(MENAFN- KNN India)
New Delhi, Sep 16 (KNN) On August 28, 2024, the Ministry of Heavy industry (MHI) introduced the Machinery and Electrical Equipment Safety (Omnibus Technical Regulation) Order, 2024, which is set to take effect exactly one year later, on August 28, 2025.
This new regulation mandates stringent safety standards for all machinery and electrical equipment manufactured or imported into India, aligning Indian safety practices with global standards.
While the move is intended to enhance safety, it poses significant challenges, particularly for the micro, small, and medium enterprises (MSMEs) sector.
Under the new regulations, production and imports of machinery and electrical equipment will require prior approval from the Bureau of Indian Standards (BIS), and compliance with three new safety standards will be mandatory.
The Global Trade Research Initiative (GTRI) estimates that over 150,000 manufacturers will be affected by the new rules, 90 per cent of which are MSMEs.
The regulations cover over 50,000 types of machinery, including industrial equipment like pumps, compressors, cranes, and metal-cutting tools, which are vital to the Indian economy.
In FY 2024, imports under these categories amounted to USD 25 billion, with China accounting for 39 per cent of that figure.

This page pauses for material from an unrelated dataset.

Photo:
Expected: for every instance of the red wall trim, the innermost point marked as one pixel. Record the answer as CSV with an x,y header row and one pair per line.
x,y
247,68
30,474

Though export-oriented machinery is exempt, the impact is minimal as most firms produce for both domestic and international markets.

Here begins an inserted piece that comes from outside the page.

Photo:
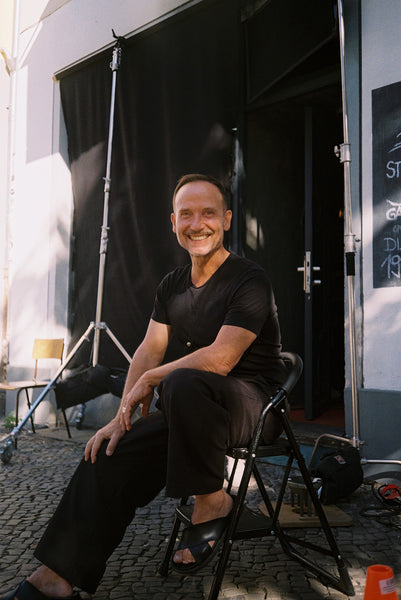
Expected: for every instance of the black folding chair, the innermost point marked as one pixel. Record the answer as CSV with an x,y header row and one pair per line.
x,y
245,523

Adapting to the new standards within a year presents a near-impossible challenge for many MSMEs, especially those unfamiliar with the technical language of the order or the safety standards involved.

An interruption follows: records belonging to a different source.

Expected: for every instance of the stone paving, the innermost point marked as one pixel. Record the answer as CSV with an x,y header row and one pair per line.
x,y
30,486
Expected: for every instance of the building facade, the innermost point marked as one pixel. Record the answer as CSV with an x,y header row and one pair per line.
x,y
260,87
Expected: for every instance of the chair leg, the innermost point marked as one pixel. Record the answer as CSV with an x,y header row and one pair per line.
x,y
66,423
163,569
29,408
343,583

Unlike larger corporations, MSMEs typically adhere to ISO 9001, a management-focused standard that doesn't address safety concerns.
The financial burden for compliance could range from Rs 50,000 to Rs 50,00,000 per machine, making it a massive challenge for small businesses.
Many MSMEs lack the advanced technology and skilled workforce required to meet the new standards. According to the GTRI, without additional government support or a delay in the order's implementation, many MSMEs could face closure.
India's MSMEs contribute nearly 29 per cent to the country's GDP and employ millions of workers. Already grappling with debt, delayed payments, and the aftermath of the pandemic, these businesses now face the added strain of expensive compliance measures.
The GTRI suggests that these new regulations, if implemented without adequate support, could delay domestic production and imports of essential machinery, further exacerbating the situation.
This period marks a critical juncture for India's MSMEs as they navigate new safety requirements while also striving to recover from economic challenges.